In the 1930s, a man who called himself Cornelius O. Pierson began to correspond with a 45-year-old widow struggling to raise three young children in suburban Chicago. She had written to a matrimonial bureau — the Depression-era version of online dating — seeking someone with whom she might find "true friendship, fidelity and matrimony."

Pierson, whose real name was Harry Powers, had represented himself as a wealthy, college-educated civil engineer and widower, although he was married at the time. A little more than six months after the couple found each other through the lonely hearts ads, Asta Eicher and her children were dead, brutally murdered by a con man who preyed on widows, then drained their bank accounts.

As a young girl growing up in West Virginia, Jayne Anne Phillips had heard about the sensational murder case from her mother. In her new novel, "Quiet Dell" — the name of the rural town where the slayings happened — she reconstructs the gruesome killings that had haunted her for decades.

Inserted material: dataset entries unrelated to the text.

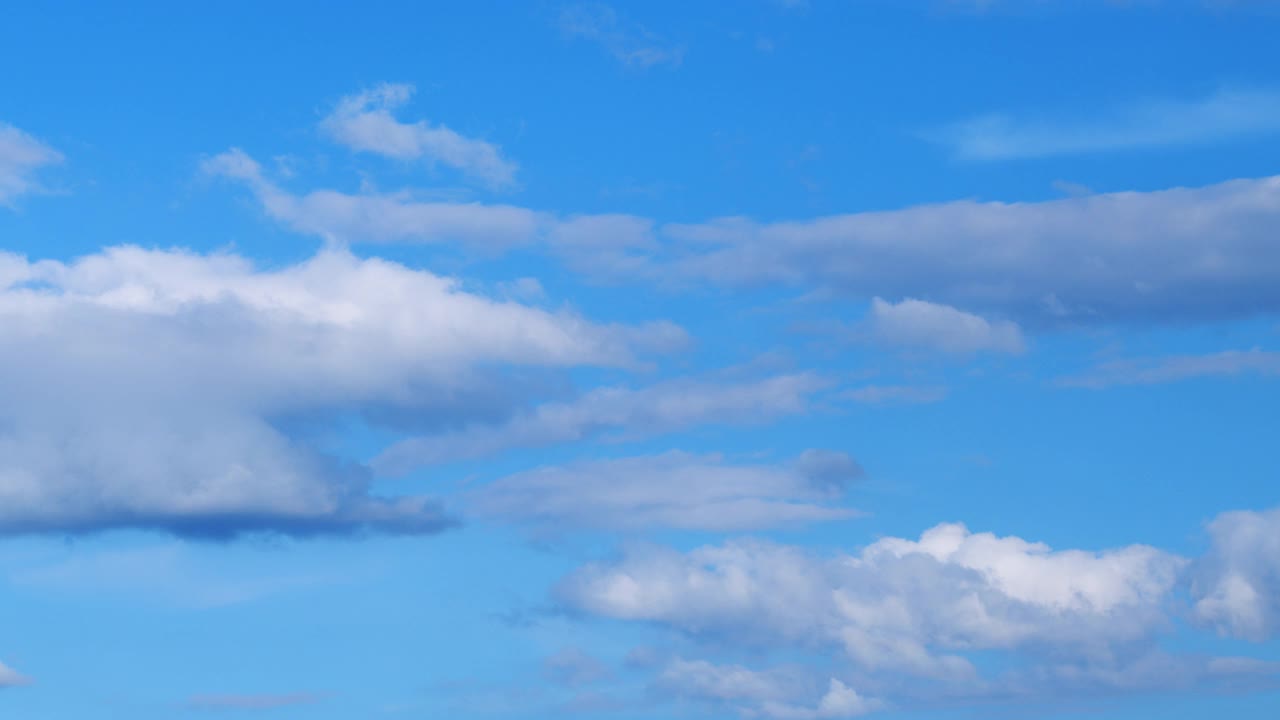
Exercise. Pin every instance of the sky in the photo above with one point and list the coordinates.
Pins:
(768, 360)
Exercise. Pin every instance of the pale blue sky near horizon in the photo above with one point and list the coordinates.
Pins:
(785, 360)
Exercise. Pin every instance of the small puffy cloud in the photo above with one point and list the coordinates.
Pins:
(154, 388)
(915, 324)
(250, 701)
(840, 701)
(21, 156)
(676, 490)
(638, 413)
(365, 123)
(1176, 368)
(1151, 123)
(778, 693)
(1237, 586)
(10, 678)
(630, 44)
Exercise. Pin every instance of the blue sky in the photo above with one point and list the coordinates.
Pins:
(787, 360)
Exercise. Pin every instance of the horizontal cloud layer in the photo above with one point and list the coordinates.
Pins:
(658, 409)
(908, 620)
(1165, 256)
(152, 388)
(676, 490)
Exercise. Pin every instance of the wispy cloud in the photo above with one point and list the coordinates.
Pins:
(1224, 115)
(364, 122)
(632, 45)
(21, 156)
(897, 395)
(10, 678)
(250, 701)
(917, 324)
(675, 490)
(1174, 368)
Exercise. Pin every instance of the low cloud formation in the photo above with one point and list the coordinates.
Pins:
(676, 490)
(342, 218)
(630, 44)
(365, 123)
(1237, 586)
(905, 620)
(776, 693)
(915, 324)
(155, 388)
(21, 156)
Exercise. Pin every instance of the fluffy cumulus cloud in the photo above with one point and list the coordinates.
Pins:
(675, 490)
(781, 693)
(21, 155)
(1237, 586)
(915, 324)
(905, 616)
(1070, 261)
(159, 388)
(635, 413)
(364, 122)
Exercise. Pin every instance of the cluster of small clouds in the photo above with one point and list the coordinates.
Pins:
(899, 620)
(952, 265)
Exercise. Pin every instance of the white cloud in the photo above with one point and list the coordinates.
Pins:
(21, 155)
(899, 607)
(1152, 123)
(10, 678)
(676, 490)
(776, 693)
(1175, 368)
(364, 122)
(1173, 255)
(630, 44)
(917, 324)
(574, 668)
(339, 217)
(658, 409)
(892, 395)
(1237, 586)
(150, 388)
(250, 701)
(840, 701)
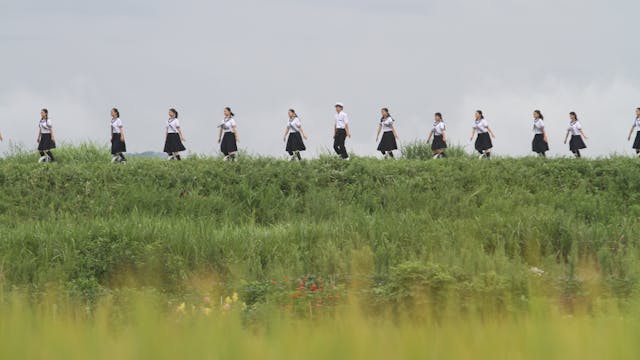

It is an extraordinary achievement, a mesmerizing blend of fact and fiction that borrows from the historical record, including trial transcripts and newspaper accounts, but is cloaked in the shimmering language of a poet.

An award-winning writer perhaps best known for her story collection "Black Tickets," Phillips does not alter the basic facts of the crime. But the inner lives of the characters and their relationships have been wholly imagined. In addition, she creates four fictional characters, including a sexually adventurous newspaper reporter and her gay newspaper colleague, who exchange Hepburn and Tracy-worthy banter. There is also a winsome street urchin who could have stepped out of a Dickens novel.

Of all the finely drawn characters — including one of fiction's best dogs, a feisty little bull terrier named Duty — Phillips was clearly most affected by the plight of Powers' youngest victim, 9-year-old Annabel Eicher, to whom she dedicates the book.

As the novel opens, Annabel has written a pageant for her siblings to perform at what would be their last Christmas together. Her mother worries out loud to a friend that the precocious Annabel may be too imaginative for her own good. As the narrative rolls toward its terrifying conclusion, Annabel will manage, in a figurative way, to soar above the dark story, just as Phillips does in her sepia-tinted tribute to her West Virginia roots.